幼い私はこんなことをふと思っていました。
人は必ず死ぬ。
順番を待っている間は怖いけど、その時はほんのひとまたぎ。注射の針が刺さるくらいなものではないかしら…と。
変な子でした。
こんな小さな時から死を考えていた瞬間があったんですから…。
今年は忘れられない年になりそうです。
苦しみや悲しみの最中にいる時、心はとてもデリケートになっています。
人の優しさが胸に沁みます。
反対にグサッと刃物のように突き刺さることもあります。
一番身近にいてくれる長いお付き合いのE.Oさんは昨年お母様を亡くされました。長い闘病生活でしたが、私と違って足繁く通って親孝行した方でした。
優しさ溢れるメールをくださいました。
同じくらい親しくお付き合いさせていただいているM・Kさんは私をたくさん笑わせてくださいました。
違った愛のカタチ。
皆さんの暖かさと優しさに包まれていた一年でした。
母は結婚してから外泊をしたことがありませんでした。
家出はしたことがあります。
30分ほどでしたが…。(笑)
やりたいことはたくさんあったけれど、パパがやらせてくれない…といつも嘆き、父の顔色を見て生活していました。
子どもの頃から私の一番嫌いな時間は一家団らんの食事。何で父はいつも不機嫌だったのでしょう。
父がいない時の夕食は伸び伸びと楽しかったこと。(笑)
大正生まれのオトコはこんなだったのかもしれません。愛情はあるけれど不器用。
でも、機嫌のいい時は、とっても可愛かった。(笑)
そんな父も12年前に亡くなりました。
父の闘病中、母が呟いたことがあります。
「私ね、パパの世話をしているのが生き甲斐になっているの。パパがいなくなったら空っぽになっちゃう…」と。
え〜っ!
あんなにワンマンでヤキモチ焼きで、他人の前で蹴ったこともあったのに?
分からないものです。
母と最後の3日間を過ごしたとき、浅い呼吸の母を見つめながらこう自問自答していました。

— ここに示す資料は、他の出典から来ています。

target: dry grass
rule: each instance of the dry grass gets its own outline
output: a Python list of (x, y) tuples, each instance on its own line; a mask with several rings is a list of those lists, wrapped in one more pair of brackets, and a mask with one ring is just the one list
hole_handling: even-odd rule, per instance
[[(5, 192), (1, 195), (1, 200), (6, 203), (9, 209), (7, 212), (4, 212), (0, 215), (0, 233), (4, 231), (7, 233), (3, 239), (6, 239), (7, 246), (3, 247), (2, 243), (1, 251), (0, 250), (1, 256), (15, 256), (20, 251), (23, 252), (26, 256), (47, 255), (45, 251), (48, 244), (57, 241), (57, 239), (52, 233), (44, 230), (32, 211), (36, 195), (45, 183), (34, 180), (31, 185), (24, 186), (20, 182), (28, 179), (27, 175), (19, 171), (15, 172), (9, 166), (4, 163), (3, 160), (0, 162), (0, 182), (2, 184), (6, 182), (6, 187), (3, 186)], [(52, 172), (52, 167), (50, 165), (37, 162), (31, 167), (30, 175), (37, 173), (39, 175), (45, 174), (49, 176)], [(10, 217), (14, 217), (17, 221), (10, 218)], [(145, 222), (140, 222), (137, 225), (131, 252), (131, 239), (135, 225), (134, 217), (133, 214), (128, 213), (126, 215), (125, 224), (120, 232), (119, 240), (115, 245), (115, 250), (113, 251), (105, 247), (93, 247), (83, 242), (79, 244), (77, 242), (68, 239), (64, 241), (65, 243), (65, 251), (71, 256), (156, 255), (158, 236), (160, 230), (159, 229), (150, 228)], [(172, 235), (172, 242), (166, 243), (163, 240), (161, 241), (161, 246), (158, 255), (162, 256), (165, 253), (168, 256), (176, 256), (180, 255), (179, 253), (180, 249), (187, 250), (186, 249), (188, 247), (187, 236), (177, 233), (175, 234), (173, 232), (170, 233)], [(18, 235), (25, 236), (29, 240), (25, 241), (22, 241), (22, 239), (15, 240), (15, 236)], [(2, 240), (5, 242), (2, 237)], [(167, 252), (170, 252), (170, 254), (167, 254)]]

「頭がよくて達筆で絵も上手く、私たちの着るもの、靴から帽子から何もかも手作り、アイスクリームも手作り。キレイで歌も上手く、スーパーウーマンだった母は、家庭のため、子どものため、父のためにその才能を捧げた。果たして幸せだったのかしら?」
幸せだったのだと思います。
少なくとも私たち姉弟が独立するまでは、母にとって一生分の幸せを感じていたはず。
だから私は悲しくなかったんです。
次の人生はきっと才能を開花できる人生を選ぶんでしょう。
人生は皆自分で選んでいる…って実感させてくれた母との別れでした。
ある方は、そんな私を見て「荻山先生って強いですね」と、おっしゃいました。
複雑な心境でした。「強いですね」が「冷たいですね」という響きに聞こえたのは、平常心ではなかったのかもしれませんね。
でも、強いんではないんです。
心から母の一生を祝福した、私の愛のカタチだったのかもしれません。
皆さん、ありがとうございました。